We could twist our ankles; we could fall into a crevasse and starve to death.

To say that the self is like a sign, that consciousness is language, is a slippery slope into the hell of “I think I can,” a road paved with good intentions and the power of positive thinking.  Or more tragically, it is a mudslide into nihilism.  We are more than our thoughts.  We are more than the language that shapes those thoughts.

We need to remember that the subject is not reduced to its sign like attempts at self-definition.  The subject also is constituted by an empirical self, a walking sack of skin full of sloshing liquids and chemical reactions. The walking sack of skin full of viscous organs is affected by the shenanigans of the self that acts like a sign that is housed within a particular sack of skin. It is affected by the consciousness that is language.  The walking sack of skin full of wet words also is affected by other walking sacks of skin as well as by a world of things not limited to our language. 

Now you might accuse me of misunderstanding de Man, since he does say at the very beginning of the passage that it is within language that the doubly hermaphroditic subject is created. The empirical self and the sign like self penetrate each other, though somehow this is not quite as exciting as you might imagine, and there is no channel on Red Tube dedicated to this sort of fetish.   Maybe his words only apply to the study of literature, with possible forays into the visual arts.   But I highlight another passage that I think shows my blazes have not gotten us completely lost.

“Irony comes closer to the pattern of factual existence and recaptures some of the factitiousness of human existence as a succession of isolated moments lived by a divided self.”

Paul de Man, The Rhetoric of Temporality.

Paul de Man does think his study of allegory and irony has something to say about our lived experiences, and so I take his words seriously.  I choose to look closely, to see if my encounter with this passage helps me understand my life- not just the life of my mind, but my life as divided self, which adds up to more than the two self-penetrating selves.

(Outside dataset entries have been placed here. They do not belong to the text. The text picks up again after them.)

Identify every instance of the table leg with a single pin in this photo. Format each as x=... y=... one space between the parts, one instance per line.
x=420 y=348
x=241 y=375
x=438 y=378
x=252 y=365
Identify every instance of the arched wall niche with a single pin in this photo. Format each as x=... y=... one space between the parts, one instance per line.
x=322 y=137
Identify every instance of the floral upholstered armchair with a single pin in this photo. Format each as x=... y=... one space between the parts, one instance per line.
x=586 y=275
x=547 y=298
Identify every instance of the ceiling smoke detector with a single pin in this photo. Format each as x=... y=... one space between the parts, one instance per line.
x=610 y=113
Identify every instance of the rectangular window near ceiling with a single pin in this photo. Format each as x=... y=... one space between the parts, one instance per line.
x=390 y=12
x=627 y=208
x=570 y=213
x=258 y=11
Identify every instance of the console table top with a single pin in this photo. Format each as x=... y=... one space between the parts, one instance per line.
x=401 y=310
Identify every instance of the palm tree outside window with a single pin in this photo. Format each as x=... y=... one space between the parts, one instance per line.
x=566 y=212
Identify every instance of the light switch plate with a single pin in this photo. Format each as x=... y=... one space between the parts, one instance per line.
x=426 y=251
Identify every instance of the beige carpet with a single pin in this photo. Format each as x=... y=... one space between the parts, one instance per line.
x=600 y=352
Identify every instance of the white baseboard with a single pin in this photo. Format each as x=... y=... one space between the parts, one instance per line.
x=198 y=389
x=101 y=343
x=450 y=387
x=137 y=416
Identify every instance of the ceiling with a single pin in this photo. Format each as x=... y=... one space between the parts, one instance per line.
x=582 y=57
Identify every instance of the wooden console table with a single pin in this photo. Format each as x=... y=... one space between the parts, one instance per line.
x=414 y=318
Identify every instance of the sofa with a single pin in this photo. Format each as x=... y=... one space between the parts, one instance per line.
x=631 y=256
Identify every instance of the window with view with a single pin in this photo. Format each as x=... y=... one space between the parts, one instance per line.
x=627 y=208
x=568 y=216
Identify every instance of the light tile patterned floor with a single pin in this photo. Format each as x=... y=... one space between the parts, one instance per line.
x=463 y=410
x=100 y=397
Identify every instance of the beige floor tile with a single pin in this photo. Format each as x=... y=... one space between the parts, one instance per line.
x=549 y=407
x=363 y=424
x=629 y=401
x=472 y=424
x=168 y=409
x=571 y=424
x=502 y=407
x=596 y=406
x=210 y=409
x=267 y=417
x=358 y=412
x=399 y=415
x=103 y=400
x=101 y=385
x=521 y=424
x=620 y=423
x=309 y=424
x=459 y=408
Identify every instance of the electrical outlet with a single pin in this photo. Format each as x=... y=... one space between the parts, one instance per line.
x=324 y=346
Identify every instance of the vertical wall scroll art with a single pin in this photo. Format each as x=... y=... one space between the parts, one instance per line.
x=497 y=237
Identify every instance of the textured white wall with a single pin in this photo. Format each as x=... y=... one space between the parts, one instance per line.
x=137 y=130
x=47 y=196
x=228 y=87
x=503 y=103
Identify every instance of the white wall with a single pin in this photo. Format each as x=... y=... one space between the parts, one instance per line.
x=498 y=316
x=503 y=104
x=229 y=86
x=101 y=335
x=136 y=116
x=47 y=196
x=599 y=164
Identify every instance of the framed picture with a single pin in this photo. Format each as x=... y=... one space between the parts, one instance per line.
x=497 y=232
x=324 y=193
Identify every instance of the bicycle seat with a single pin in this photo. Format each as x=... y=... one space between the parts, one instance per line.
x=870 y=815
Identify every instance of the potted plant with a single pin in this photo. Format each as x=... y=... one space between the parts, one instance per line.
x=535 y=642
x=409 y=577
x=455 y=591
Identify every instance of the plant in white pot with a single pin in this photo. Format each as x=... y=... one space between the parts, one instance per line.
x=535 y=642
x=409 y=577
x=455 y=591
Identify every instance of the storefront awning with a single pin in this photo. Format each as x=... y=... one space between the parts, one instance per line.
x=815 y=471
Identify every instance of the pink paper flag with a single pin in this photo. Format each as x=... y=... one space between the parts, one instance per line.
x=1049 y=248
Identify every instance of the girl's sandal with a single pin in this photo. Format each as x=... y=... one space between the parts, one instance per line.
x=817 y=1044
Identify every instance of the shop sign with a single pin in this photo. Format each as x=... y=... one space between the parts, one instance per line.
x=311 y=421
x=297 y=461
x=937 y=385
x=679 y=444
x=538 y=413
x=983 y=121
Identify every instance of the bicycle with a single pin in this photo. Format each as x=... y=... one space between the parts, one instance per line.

I take it seriously because I wonder what happens when the divided self walks through the valley of the shadow of death.  Is there any comfort to be found from de Man’s rod and staff? If the self that acts like a sign, the consciousness that is language, decides to end the pain- which the sign like self experiences due to language twisted into seemingly irreversible, thorny crown (k)nots- by killing the sack of skin full of wet words- could that someone be saved by discovering or remembering that the subject is divided and not solely reducible to the pain that the self that acts as sign thinks it feels. 

It gets down to the question of time.  In some ways the suicidal self that acts like a sign, if we follow de Man, sees things more clearly that the non-suicidal sign like self.  That self knows that our experience of time is imaginary. There is not moment before.  There is no moment after.  There is only the current isolated moment: “the actual now, which is that of the moment of death.”  

To live, we have to pretend that there is time, that this moment leads to the next, that there is moment before, that there is a moment after, that there is somewhere else to get to. That is the only way to make a specific isolated moment that feels unbearably painful not end with an act of self-slaughter.  

If I could compare Badiou’s Ethics to the Book of Jonah (which I think I can), then I would compare de Man’s Rhetoric with Ecclesiastes.  Quoting de Man quoting Rousseau, “the nothingness of human matters” goes a long way to making my comparison tenable. Or in a more earthy way I could say that Alain Badiou, well aware that he digs for a non-existent pony, smiles as he shovels shit.  Paul de Man shovels shit without any hope of enjoying the never to be found pretend pony. 

I think I’ll dig with Badiou.  It is the same room, full of the same shit, with no actual pony to find, but somehow Badiou seems more hopeful.  I want to enjoy pretending there is a pony, pretending that there time, pretending that there is a way to escape this instant.  I do not want to forget that it is pretend, but I still I will pretend.  And my pretense, the valley of self, will echo with laughter.